Olivier Noirot

Personal information
- Nationality: France
- Born: 26 August 1969 (age 56) Bordeaux

Sport
- Event: 400 m

Achievements and titles
- National finals: former holder of French 400 m record

= Olivier Noirot =

French sprinter

Olivier Noirot (born 26 August 1969, at Bordeaux) is a former French athlete, who specialised in the 400 meters.

== Career ==
Running for club ASPTT Bordeaux, Olivier Noirot is the son of middle-distance runner André Noirot and specialist in 400 meters Monique Wideman, both of whom were Champions of France several times in the 1950s and 1960s. In 1989 Olivier won his first national title in the 400 m 46.29s and then won the title the following year over the same distance in the time of 46.04s. He made his debut on the international stage on the occasion of the 1990 European Championships at Split where he was eliminated in the semifinals of the individual competition, and placed seventh in the 4 × 400 relay with his French teammates.

On 28 July 1991 Olivier Noirot set a new record for the French 400m race in 45.07s on the occasion of French Championships at Dijon, improving by two hundredths of a second the time of Aldo Canti which dated from 1984. He was eliminated in the semifinals of the 1993 World Championships, in which he participated in the heats of the 4 × 400 m relay.

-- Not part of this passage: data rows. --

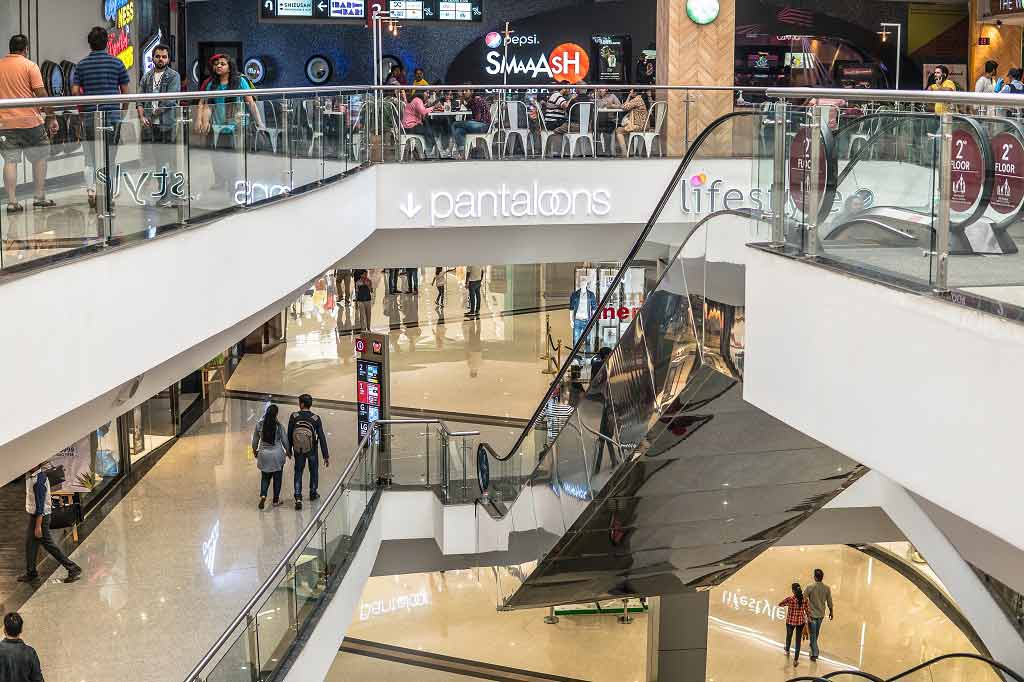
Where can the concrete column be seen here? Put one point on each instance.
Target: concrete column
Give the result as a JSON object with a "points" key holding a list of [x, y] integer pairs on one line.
{"points": [[677, 638], [1004, 44]]}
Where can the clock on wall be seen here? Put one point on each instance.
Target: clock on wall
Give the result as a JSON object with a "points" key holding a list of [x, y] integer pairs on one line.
{"points": [[701, 11]]}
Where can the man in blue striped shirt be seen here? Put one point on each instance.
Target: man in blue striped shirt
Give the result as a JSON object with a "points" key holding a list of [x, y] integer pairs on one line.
{"points": [[99, 74]]}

On 11 October 1993 Olivier Noirot was seriously injured in a traffic accident which occurred in the Gauriaguet near Bordeaux. His injuries included suffering a ruptured spleen. The driver, his father André Noirot, was killed instantly.

== prize list ==
- France record in the 400m in 1991 with 45.07s (improved by Marc Raquil in 2001)
- France champion in the 400m in 1989, 1990 and 1991.
- Champion of France indoors 400m in 1990 and 1993.